Why weren’t we married? Without going into too much detail, my husband and I met one November, fell madly in love, and by the next Father’s Day, our baby was on the way. I was 25, and yes, it was a surprise. We traded our romantic plans to travel to India together for nights at home reading What To Expect When You’re Expecting (that is, once I stopped barfing 24-7) and trying to figure out how we’d fit this baby, who was rapidly accumulated an alarming amount of stuff before even making an appearance, into our tiny apartment. A wedding became the one straw that seemingly would break the camel’s back of our suddenly very new, unchartered life together.Though I wasn’t happy about it, I let it go, hoping that when the time was right, we’d make our partnership legally official.

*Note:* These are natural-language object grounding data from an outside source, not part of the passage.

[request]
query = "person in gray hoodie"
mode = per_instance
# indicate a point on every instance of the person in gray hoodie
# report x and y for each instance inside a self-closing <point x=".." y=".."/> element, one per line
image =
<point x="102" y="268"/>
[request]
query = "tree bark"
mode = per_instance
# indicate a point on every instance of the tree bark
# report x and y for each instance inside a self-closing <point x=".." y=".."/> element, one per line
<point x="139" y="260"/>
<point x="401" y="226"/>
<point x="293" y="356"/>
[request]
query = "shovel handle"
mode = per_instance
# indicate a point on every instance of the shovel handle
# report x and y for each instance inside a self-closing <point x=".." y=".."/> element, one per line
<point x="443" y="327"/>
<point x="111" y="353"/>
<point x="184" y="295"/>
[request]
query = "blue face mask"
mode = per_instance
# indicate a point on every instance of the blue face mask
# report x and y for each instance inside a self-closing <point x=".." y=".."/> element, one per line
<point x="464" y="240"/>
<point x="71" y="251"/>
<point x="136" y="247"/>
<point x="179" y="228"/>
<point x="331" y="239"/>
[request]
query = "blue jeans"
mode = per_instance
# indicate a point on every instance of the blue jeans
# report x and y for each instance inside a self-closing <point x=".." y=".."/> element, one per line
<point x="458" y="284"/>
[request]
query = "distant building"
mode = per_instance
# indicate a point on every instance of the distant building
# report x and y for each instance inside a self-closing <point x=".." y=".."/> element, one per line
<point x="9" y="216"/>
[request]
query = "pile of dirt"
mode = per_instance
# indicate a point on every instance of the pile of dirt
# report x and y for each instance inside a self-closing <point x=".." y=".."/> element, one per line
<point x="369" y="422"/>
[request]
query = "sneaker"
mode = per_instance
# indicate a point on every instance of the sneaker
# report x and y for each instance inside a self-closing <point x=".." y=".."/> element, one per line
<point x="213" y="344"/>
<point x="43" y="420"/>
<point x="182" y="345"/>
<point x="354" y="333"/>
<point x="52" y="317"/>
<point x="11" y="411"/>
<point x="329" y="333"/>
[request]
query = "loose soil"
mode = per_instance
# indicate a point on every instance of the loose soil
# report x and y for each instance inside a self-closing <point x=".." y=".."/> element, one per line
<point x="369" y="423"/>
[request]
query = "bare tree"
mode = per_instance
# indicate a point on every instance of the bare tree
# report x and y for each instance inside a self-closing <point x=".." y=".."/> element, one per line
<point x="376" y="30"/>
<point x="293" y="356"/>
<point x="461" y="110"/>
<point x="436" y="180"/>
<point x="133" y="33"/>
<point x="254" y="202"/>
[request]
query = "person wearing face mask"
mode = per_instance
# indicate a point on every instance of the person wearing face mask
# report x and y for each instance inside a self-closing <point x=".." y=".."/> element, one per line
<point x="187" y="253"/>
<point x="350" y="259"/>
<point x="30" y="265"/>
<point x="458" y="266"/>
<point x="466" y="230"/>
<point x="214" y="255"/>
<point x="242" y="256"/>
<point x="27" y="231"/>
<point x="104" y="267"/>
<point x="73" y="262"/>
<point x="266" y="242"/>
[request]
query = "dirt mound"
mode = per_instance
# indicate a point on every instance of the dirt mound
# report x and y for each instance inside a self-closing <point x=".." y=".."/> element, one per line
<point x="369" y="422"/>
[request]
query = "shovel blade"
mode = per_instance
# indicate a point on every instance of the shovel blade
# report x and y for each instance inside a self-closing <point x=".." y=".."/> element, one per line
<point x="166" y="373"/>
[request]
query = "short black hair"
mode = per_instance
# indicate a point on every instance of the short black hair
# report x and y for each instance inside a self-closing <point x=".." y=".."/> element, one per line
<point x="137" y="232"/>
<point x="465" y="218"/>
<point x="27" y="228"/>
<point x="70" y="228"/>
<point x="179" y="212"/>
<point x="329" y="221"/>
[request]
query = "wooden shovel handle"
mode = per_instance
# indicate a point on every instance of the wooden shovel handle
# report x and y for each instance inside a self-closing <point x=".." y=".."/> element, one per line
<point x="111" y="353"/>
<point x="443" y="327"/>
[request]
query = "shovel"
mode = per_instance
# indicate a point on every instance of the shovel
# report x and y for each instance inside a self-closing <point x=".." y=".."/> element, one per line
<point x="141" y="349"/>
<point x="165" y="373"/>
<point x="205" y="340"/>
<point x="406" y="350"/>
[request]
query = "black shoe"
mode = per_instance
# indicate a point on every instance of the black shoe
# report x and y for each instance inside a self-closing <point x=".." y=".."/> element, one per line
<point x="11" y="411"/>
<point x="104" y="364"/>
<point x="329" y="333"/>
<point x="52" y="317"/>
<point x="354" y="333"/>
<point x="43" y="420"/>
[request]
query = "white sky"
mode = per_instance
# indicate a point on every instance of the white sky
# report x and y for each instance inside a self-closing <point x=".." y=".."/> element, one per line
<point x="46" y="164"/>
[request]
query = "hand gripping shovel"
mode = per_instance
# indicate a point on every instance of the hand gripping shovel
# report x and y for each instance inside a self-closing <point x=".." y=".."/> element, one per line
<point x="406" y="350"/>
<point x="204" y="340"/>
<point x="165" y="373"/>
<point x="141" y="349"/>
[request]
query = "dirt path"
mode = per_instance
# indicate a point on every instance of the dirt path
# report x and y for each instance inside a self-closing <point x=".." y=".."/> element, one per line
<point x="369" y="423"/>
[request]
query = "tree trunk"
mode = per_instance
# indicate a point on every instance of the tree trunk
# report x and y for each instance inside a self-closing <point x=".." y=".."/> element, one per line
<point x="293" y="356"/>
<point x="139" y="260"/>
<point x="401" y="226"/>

Looking back, I don’t regret the way things worked out. When my husband did propose to me, it was lovely and romantic, and I was truly, genuinely surprised. I knew that he wasn’t doing it because he felt pressured, and I also know that at our wedding, no one could wonder if we were just there for “the baby’s sake” -- the baby now being 3 and a half!
Unlike another couple we knew who got pregnant around the same time we did, then got quickly engaged, married, and divorced, our story, tumultuous an non-traditional as it has been, so far has a happy ending. We just celebrated our sixth wedding anniversary, 11 years after we met, 10 years after we had our daughter.
And for that daughter? I do have a different dream for her, of a different path than my own. My hope would be that she one day (FAR FROM NOW!) finds her own life partner, someone she wants to spend her life with and who feels the same about her, and they get married, and then, after spending a few years together, they start a family. I think that’s still the “ideal” way to do things -- not the “right” way, certainly not the only way -- but the way that seems optimal and least stressful for all involved.
I understand that many “unwed” mothers today are in completely different situations than mine. Some never had the option to marry the father of their baby, some have babies without a partner on purpose, many are divorced, and still others are gay and can’t legally get married (a terrible injustice that hopefully will soon be a thing of the past). Some moms are fine with their “single” status; other, like me, might wish things were different -- but that’s something that’s a personal issue, not a societal one. No matter what, the important thing, as a society, is to understand and appreciate that there are many ways to define a family, and all of them should be celebrated.
Is there something nontraditional about your family?